A complete forensic report contains four components:
- Summary: A non-technical executive summary describing what happened, what was found, and the significance of the findings. Written for decision-makers who may not have technical backgrounds. This is the section most audiences read first and sometimes exclusively.
- Detailed acquisition method: Precise documentation of every tool used, every setting applied, every evidence item collected, and every hash value computed. Another forensic analyst must be able to verify the work independently using this documentation.
- Findings and analysis: The technical evidence: artifacts found, timeline of events, attacker tools and techniques identified, files accessed, accounts used, data exfiltrated. Each finding is linked to the specific evidence item that supports it.

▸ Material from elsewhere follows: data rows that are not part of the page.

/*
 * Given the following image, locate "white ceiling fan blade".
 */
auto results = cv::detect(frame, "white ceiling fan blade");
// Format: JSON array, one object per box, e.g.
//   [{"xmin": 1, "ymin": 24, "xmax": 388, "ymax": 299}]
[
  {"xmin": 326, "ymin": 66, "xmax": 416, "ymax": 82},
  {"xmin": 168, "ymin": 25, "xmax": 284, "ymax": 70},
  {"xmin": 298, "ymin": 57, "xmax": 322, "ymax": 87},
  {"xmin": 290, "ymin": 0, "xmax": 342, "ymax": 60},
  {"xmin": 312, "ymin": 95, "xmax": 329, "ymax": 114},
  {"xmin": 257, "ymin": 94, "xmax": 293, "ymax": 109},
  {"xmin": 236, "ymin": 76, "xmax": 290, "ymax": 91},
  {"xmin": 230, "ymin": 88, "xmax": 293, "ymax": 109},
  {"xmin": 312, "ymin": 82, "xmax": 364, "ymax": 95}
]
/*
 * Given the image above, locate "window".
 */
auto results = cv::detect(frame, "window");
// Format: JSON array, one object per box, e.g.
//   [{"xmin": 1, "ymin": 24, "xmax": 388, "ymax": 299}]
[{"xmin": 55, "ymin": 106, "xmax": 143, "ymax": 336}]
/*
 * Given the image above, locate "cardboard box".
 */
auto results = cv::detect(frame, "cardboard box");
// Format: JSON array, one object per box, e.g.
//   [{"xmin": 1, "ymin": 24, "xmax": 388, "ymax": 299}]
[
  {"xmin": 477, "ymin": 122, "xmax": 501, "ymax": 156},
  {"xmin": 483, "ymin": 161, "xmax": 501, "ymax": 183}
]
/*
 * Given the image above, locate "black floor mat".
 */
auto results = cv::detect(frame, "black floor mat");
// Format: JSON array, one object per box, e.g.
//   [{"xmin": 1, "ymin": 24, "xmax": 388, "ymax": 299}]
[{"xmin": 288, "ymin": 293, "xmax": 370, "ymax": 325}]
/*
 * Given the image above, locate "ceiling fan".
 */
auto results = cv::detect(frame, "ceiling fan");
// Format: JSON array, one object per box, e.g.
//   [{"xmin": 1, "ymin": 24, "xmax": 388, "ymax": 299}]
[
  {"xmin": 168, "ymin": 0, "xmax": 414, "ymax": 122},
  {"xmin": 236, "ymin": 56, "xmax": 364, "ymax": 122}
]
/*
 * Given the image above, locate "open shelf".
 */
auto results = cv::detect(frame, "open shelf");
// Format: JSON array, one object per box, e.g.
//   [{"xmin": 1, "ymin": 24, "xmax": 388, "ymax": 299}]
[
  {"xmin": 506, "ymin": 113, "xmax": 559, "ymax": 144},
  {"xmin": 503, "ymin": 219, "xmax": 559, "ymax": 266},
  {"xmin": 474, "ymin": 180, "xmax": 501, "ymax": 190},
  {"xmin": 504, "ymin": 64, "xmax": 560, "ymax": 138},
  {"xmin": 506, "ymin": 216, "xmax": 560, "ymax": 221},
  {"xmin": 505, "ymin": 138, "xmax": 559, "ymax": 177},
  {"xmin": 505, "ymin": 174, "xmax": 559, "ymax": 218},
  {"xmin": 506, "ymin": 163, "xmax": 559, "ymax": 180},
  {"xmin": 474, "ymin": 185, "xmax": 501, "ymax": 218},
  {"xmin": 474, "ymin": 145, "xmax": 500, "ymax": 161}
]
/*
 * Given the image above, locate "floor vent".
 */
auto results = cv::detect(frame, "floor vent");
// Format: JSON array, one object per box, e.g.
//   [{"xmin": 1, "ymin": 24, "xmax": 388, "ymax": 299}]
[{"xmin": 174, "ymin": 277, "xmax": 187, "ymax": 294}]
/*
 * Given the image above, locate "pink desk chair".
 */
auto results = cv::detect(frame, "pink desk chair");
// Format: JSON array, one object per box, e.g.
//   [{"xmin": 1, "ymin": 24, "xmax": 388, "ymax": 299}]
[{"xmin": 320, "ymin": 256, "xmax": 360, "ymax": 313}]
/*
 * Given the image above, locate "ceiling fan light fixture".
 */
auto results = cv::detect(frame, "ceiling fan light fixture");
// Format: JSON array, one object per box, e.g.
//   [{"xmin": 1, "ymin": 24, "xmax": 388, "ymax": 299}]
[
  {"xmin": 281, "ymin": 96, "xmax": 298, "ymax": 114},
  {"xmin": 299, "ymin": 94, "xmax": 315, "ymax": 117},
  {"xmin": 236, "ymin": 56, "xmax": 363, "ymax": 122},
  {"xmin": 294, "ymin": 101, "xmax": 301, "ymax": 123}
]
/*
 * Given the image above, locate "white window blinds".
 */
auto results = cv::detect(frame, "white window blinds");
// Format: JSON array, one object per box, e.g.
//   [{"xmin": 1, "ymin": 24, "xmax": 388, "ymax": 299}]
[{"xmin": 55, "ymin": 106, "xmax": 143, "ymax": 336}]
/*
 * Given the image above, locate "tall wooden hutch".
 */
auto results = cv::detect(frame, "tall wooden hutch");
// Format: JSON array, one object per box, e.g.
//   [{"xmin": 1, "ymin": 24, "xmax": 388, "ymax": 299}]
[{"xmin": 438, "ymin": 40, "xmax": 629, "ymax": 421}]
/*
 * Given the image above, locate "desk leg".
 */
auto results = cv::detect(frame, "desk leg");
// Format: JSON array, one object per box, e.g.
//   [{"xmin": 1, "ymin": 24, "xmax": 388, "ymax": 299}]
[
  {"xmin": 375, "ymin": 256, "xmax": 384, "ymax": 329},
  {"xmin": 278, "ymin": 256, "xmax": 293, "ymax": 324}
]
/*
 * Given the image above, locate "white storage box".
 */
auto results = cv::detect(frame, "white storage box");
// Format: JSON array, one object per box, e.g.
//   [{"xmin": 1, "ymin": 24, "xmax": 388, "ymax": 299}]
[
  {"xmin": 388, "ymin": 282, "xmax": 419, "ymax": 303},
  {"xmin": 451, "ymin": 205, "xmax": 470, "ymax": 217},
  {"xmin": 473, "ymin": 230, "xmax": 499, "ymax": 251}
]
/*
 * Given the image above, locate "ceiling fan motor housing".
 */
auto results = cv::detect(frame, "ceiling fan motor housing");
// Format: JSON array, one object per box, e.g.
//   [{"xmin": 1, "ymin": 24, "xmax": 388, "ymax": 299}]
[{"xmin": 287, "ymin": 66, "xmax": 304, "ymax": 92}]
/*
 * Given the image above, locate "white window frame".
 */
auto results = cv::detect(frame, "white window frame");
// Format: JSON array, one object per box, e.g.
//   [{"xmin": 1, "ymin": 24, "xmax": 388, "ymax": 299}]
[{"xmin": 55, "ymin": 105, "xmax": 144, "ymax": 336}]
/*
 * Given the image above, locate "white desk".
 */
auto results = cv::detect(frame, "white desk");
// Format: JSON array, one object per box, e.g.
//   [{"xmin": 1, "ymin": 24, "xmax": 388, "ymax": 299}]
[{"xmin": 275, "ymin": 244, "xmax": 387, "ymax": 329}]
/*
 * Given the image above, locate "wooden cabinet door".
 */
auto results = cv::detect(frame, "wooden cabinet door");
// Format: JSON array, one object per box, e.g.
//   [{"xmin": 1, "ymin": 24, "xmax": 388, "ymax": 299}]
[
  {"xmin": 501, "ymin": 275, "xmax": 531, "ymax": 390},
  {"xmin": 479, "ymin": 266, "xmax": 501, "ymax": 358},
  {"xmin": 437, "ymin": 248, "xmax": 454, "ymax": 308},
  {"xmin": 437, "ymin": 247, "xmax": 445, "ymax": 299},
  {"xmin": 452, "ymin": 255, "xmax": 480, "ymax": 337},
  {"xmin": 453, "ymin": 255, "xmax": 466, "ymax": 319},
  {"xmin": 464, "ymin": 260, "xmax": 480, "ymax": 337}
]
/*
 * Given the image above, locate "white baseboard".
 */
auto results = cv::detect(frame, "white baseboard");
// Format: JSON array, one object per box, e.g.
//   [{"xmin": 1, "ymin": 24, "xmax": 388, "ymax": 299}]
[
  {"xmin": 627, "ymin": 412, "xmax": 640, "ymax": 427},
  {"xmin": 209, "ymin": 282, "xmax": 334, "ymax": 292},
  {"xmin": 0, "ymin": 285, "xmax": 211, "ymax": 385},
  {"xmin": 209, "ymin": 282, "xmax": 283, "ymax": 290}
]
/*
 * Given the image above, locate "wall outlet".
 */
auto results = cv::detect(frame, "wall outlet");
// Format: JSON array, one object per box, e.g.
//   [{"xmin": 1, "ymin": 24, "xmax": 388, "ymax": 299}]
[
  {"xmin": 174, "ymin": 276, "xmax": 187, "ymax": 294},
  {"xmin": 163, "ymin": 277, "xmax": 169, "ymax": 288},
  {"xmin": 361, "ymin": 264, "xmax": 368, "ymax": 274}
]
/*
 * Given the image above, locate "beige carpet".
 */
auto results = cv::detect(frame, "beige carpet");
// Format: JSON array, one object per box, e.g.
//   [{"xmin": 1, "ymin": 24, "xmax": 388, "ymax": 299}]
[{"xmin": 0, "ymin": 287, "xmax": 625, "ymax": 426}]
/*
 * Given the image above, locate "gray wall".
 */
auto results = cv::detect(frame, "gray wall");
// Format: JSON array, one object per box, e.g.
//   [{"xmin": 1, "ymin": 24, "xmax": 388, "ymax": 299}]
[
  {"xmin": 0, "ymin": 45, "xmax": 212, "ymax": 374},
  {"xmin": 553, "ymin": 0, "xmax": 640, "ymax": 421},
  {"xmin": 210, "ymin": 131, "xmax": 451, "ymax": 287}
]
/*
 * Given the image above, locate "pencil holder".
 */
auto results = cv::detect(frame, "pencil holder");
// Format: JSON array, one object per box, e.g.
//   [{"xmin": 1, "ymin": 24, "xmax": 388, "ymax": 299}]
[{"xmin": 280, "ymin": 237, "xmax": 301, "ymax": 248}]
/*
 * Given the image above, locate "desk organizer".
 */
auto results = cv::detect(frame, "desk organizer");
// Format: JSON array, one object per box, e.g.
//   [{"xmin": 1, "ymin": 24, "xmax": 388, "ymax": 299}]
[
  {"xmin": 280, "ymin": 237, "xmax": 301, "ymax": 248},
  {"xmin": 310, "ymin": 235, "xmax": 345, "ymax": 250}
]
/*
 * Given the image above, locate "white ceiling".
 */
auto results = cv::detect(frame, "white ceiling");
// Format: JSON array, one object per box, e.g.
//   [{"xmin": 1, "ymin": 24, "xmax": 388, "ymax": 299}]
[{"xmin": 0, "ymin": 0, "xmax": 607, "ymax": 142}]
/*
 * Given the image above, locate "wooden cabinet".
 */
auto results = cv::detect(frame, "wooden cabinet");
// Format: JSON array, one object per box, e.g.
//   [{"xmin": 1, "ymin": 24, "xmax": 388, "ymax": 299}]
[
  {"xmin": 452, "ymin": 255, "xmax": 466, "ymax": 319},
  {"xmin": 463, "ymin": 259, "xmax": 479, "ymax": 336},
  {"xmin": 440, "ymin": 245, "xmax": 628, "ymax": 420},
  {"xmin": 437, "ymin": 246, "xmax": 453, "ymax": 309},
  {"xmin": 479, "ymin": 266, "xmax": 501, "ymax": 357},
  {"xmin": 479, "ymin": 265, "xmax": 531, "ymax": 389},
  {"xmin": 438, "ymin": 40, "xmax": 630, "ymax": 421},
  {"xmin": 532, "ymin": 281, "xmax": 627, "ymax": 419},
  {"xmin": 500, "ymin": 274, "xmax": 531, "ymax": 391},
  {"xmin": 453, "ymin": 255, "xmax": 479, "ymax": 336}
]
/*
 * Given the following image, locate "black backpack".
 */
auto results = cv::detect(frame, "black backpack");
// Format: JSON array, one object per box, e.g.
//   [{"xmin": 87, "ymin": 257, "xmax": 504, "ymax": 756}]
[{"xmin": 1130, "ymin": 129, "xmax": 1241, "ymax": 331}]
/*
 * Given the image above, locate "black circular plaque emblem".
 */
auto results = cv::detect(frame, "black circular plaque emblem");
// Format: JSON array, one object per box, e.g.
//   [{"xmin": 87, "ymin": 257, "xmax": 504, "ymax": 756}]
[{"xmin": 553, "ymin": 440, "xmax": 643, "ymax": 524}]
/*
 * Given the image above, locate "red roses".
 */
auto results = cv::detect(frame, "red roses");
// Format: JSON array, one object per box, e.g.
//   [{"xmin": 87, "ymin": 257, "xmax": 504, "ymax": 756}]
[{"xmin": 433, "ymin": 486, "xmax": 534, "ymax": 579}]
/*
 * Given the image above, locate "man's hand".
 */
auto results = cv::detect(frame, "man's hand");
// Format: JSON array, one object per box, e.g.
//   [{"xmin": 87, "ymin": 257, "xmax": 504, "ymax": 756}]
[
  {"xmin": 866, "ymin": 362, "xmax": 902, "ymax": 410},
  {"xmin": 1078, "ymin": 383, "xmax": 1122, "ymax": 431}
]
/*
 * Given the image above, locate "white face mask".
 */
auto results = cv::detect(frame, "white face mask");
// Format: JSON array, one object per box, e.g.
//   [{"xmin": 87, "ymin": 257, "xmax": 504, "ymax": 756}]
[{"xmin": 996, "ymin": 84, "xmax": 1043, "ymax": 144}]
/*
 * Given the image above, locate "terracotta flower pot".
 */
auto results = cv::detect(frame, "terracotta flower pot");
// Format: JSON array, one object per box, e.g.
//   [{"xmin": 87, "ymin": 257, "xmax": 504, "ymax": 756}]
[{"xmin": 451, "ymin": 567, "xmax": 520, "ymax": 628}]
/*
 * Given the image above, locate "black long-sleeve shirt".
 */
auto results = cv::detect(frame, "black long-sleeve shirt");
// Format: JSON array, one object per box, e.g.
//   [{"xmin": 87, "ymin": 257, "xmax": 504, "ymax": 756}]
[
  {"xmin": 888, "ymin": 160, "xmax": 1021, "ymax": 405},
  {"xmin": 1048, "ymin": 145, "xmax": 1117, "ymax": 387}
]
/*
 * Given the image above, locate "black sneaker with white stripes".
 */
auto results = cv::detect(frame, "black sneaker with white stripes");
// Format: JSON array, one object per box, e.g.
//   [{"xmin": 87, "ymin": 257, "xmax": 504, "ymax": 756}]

- Conclusion: What the findings collectively indicate about the incident: who likely did what, when, and how. Conclusions must be supported by the findings and must acknowledge uncertainty where evidence is incomplete.
E-Discovery
E-discovery (electronic discovery) is the process by which electronically stored information is collected, processed, reviewed, and produced in response to legal proceedings. E-discovery is a legal process, not a forensic investigation, though the two frequently operate simultaneously.
- Purpose: E-discovery gathers electronic documents (emails, spreadsheets, databases, instant messages, social media, metadata) that are relevant to litigation and must be disclosed to opposing parties under rules of civil procedure.
- Phases: Collection (identify and preserve relevant ESI) → Processing (filter, deduplicate, prepare for review) → Review (attorneys examine documents for relevance and privilege) → Production (provide relevant, non-privileged documents to opposing counsel).
- No analysis required: E-discovery does not require forensic analysis of how events occurred or who performed an action. It is about collecting and producing documents, not reconstructing attacks. This distinguishes it from digital forensics.
- Relationship to forensics: In a security incident involving litigation, forensics and e-discovery may occur simultaneously. Forensics reconstructs the attack; e-discovery collects documents for legal production. They use similar data sources but serve different purposes and are governed by different legal obligations.
| Characteristic | Digital Forensics | E-Discovery |
|---|---|---|
| Purpose | Reconstruct events; identify who did what and how | Collect and produce ESI for legal proceedings |
| Driven by | Security team, law enforcement | Legal counsel, litigation requirements |
| Requires analysis | Yes — artifacts examined, timeline built | No — documents collected and reviewed for relevance |
| Output | Forensic report with findings and conclusions | Document production to opposing counsel |
| Legal trigger | Security incident, law enforcement request | Litigation hold, court order, regulatory request |
Legal Considerations in Forensics
Forensic investigations intersect with legal requirements at multiple points. Evidence collected for use in criminal or civil proceedings must comply with applicable laws (Fourth Amendment search and seizure requirements in US law, privacy regulations in various jurisdictions). Evidence obtained without proper authorization may be inadmissible. Forensic investigators must understand the legal framework applicable to their investigation before collecting evidence — particularly when evidence involves employee personal data, communications, or data in cloud environments operated by third parties.